Makerspace complex will transform center of campus

A. Sue Weisler

The SHED, scheduled to open in fall 2023, will embody RIT’s focus on technology, the arts, and design.

The largest construction project on the RIT campus in more than 50 years remains on track to open in fall 2023.

When complete, the Student Hall for Exploration and Development (SHED), a high-tech complex that will centralize the university’s makerspace and performing arts, will cover more than 120,000 square feet of new construction as well as more than 83,000 square feet of renovations in two existing buildings, said James Yarrington, RIT university architect and director of Planning and Design Services.

The SHED is intended to facilitate collaboration among students on project teams, in performing arts groups, and among those who use the makerspaces. The building will house individual rehearsal spaces, a large dance instruction studio, and a music rehearsal studio. Instructional space within the complex will create 27 new classrooms and 1,500 additional seats.

The Sklarsky Glass Box Theater will seat up to 180 people for experimental performances and various exhibits. The theater is the result of a $2.5 million gift from alumnus and trustee Frank Sklarsky ’78 (business administration accounting) and his wife, Ruth. The theater will be reconfigurable to control the light entering the facility.

RIT President David Munson envisions the building as a creative hub that will capture the spirit of the Imagine RIT: Creativity and Innovation Festival. The facility will showcase technology, the arts, and design in one central place and capture what makes RIT special.

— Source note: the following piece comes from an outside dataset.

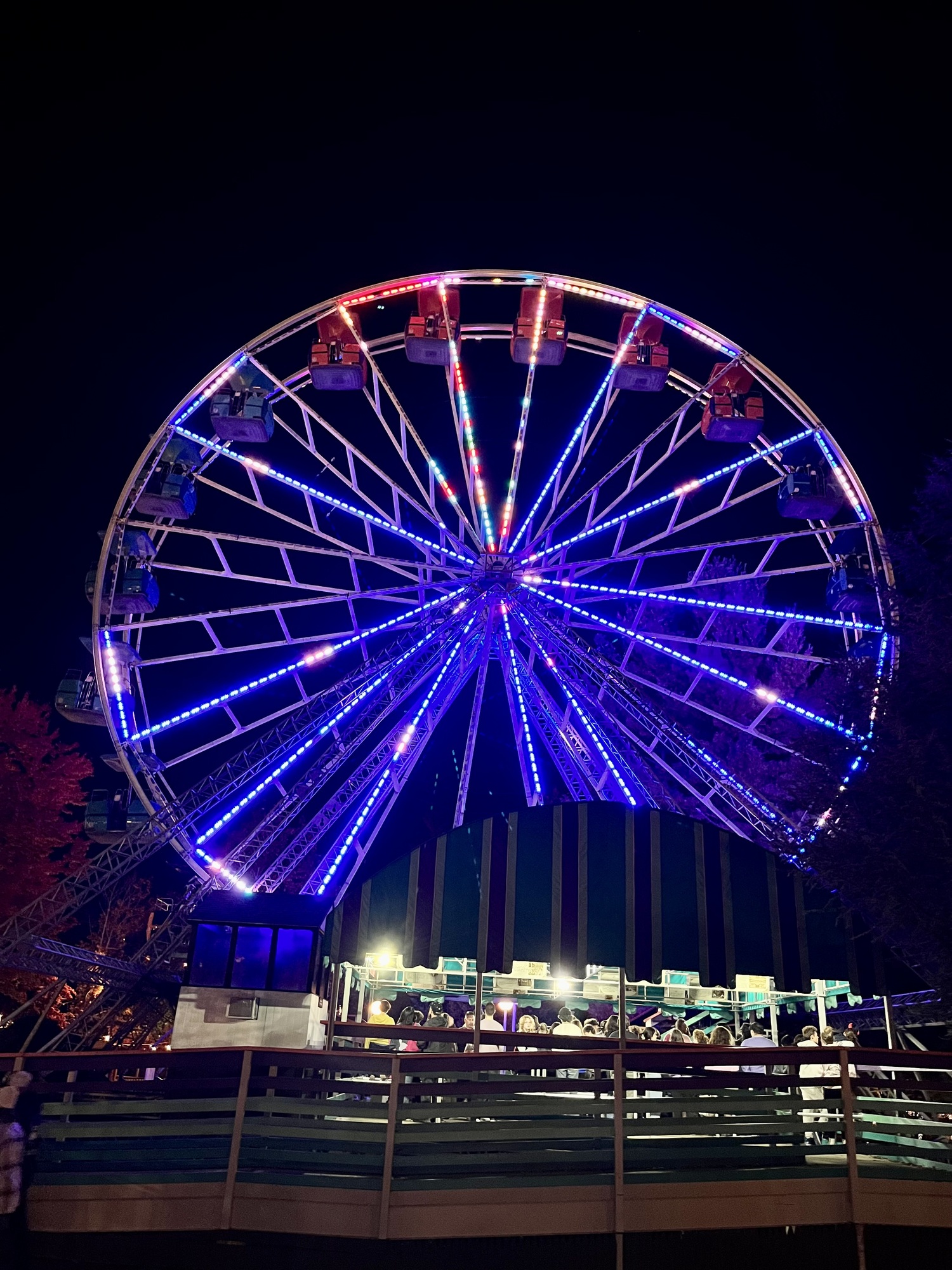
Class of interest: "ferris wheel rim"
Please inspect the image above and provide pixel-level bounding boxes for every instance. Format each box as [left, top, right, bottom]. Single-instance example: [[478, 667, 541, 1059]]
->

“The SHED will be the place where prospective students and their parents will stop by and, in just five or 10 minutes, say, ‘Oh, this is RIT,’ and see that it is different from almost every other institution,” Munson said. “They will see students working together on projects and studying together in other parts of the facilities. They are going to see a lot of people carrying musical instruments around and there will be performances and making of all different types. There is no other university that has this type of integrated facility.”

Total construction costs of the largest undertaking since the campus opened in 1968 will exceed $100 million. The project is funded in part by $17.5 million from RIT trustee and 2009 alumnus Austin McChord’s gift, as well as financing through the Dormitory Authority of the State of New York.

Boston-based William Rawn Associates Architects Inc. designed the SHED, and Rochester firm HBT Architects—the architect of record—is handling construction details. HBT created the new design for Wallace Library, one of the existing buildings under construction.

Renovations to Wallace will open up the entrance and first floor with seating and browsing collections and relocate the new circulation desk between the library and the SHED proper. Each floor of the library will flow into the SHED and create a new traffic pattern that will wind through the new Cary Graphic Arts Collection suite and past the RIT Press on the second floor. The renovated RIT Archive space on the third floor will also gain greater exposure to visitors.

“There will be portals cut into the side of Wallace from every floor,” Munson said. “They won’t be just doors but large portals, and so Wallace and the new construction are going to feel somewhat like one building.”

The SHED’s footprint reaches into Monroe Hall with renovations that will include a gallery dedicated to RIT’s partnership with the Genesee Country Village & Museum.

The exhibition space will showcase research and scholarship from the university-wide partnership. Funding for the gallery comes from the Philip K. Wehrheim RIT-GCV&M Endowed Partnership Fund.